The Osun-Osogbo festival, without a doubt, is more than just sacrifices performed to celebrate the Osun River goddess. Not anymore, at least. There are several activities planned around the festival, as tourists and visitors all come to witness, interact and partake in the two-week long celebration. However, there is a sequence of rituals that kick off the celebrations and they are:
1. The Iwopopo Ritual: This is a ritual done to cleanse the city from evil. It is done first before the festival starts properly.
2. The Ina Olujumerindinlogun Ritual: This is the traditional ritual that involves the lighting of a 16-point lamp which is believed to be 600 years old. This ritual is carried out three days after the Iwopopo ritual is done.
3. The Iboriade Ritual: The Iboriade ritual is when all the crowns of the past kings - Ataojas - are assembled for blessings by the sitting Ataoja of Osogbo, the Arugba, the Yeye Osun, and a committee of priestesses.
4. The Arugba Ritual: This is one of the major highlights of the festival.
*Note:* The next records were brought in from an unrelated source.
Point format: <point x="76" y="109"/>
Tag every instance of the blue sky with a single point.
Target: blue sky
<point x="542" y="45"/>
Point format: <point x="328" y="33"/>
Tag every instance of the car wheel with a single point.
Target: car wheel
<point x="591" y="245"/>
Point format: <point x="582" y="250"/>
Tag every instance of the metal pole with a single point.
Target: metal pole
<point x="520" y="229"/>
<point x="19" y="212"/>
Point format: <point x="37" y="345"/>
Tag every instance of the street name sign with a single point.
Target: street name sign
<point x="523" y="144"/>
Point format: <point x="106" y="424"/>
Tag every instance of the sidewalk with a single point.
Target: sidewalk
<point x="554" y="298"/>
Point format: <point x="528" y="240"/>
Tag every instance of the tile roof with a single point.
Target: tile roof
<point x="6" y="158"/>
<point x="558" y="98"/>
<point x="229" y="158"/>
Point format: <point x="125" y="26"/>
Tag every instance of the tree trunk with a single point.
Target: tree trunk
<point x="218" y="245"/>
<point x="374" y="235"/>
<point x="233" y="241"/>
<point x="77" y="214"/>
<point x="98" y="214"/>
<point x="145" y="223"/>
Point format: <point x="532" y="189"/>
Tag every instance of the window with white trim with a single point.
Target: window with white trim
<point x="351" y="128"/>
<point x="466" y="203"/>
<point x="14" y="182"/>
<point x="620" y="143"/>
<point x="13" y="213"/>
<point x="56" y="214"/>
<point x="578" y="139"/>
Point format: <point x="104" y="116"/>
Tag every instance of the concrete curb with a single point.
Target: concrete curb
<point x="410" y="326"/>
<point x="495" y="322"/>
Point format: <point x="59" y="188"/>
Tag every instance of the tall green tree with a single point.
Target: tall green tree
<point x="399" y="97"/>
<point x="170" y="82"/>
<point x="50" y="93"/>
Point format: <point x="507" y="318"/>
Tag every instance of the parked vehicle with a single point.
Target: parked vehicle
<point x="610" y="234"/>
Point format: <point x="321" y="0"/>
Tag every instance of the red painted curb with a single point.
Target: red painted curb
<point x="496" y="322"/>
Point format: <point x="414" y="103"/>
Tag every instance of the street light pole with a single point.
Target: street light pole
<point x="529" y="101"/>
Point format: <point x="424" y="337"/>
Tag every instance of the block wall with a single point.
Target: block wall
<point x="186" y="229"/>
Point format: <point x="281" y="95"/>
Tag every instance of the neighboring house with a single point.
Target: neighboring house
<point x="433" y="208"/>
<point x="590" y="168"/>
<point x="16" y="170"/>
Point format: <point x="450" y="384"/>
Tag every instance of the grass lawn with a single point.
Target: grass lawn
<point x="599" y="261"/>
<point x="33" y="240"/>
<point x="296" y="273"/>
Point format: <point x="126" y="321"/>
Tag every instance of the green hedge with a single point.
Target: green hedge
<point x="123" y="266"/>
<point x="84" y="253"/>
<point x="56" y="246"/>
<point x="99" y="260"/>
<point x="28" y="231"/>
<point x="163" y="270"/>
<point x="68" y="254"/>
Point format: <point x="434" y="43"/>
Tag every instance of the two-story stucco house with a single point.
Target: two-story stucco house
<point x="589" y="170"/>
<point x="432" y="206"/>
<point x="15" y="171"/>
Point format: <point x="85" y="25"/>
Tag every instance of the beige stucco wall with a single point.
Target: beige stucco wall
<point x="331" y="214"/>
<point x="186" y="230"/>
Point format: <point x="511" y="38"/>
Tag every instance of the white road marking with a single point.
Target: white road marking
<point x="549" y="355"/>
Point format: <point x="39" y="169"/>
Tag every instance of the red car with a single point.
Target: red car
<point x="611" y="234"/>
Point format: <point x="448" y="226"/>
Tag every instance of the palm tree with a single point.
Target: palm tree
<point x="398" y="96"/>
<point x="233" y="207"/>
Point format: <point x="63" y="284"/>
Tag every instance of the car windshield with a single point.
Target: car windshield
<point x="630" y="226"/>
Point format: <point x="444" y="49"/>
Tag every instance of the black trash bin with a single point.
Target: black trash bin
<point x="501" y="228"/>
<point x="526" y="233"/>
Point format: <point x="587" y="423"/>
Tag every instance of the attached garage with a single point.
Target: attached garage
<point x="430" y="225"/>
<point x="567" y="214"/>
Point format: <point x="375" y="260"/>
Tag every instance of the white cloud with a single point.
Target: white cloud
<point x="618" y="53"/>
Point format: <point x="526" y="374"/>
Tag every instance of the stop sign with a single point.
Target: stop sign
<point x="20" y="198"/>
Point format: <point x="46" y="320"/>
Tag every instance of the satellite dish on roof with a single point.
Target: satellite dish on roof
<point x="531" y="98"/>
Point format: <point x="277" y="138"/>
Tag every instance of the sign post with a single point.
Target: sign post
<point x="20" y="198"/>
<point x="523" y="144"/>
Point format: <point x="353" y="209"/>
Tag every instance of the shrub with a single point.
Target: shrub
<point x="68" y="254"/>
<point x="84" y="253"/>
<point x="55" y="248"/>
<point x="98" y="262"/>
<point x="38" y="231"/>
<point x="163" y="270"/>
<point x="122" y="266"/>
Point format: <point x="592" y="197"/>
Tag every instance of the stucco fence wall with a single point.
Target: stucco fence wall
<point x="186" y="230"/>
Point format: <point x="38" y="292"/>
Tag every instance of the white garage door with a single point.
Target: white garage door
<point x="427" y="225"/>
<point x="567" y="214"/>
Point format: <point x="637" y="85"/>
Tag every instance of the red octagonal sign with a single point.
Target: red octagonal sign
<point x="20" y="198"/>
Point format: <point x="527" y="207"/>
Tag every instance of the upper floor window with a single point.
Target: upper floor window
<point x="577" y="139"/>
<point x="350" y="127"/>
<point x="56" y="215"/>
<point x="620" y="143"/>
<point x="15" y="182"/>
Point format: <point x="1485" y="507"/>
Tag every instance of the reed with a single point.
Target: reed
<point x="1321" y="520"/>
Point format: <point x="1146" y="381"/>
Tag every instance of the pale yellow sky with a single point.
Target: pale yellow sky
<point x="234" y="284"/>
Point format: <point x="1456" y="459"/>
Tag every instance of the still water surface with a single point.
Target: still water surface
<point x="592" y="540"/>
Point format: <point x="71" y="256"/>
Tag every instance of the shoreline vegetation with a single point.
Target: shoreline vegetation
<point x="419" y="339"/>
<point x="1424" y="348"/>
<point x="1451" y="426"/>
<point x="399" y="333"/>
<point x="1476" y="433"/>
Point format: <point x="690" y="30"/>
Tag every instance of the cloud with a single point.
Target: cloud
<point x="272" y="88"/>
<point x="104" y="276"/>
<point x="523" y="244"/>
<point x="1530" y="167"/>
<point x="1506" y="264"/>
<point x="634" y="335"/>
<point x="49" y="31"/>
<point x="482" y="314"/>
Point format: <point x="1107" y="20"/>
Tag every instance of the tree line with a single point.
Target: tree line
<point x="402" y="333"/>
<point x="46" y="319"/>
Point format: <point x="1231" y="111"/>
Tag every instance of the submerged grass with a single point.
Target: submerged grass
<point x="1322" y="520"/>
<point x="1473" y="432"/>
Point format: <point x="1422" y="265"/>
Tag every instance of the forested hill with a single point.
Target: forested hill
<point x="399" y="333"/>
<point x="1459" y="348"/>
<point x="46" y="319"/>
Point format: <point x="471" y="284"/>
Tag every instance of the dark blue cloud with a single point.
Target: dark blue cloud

A calabash containing the sacrifice materials that would be used to appease and worship the goddess is carried across town by a votary virgin, on her head. As she leads the procession to the river, the people, seeing her as a representative of the goddess, cast their problems on her and say prayers.
Beyond the traditional rites enumerated above, the Osun-Osogbo festival has a lot of other side attractions and activities that make the event a wholesome experience for even first time visitors and tourists. There are trade fairs, games and other fun activities planned out that make it an exciting two weeks of celebration.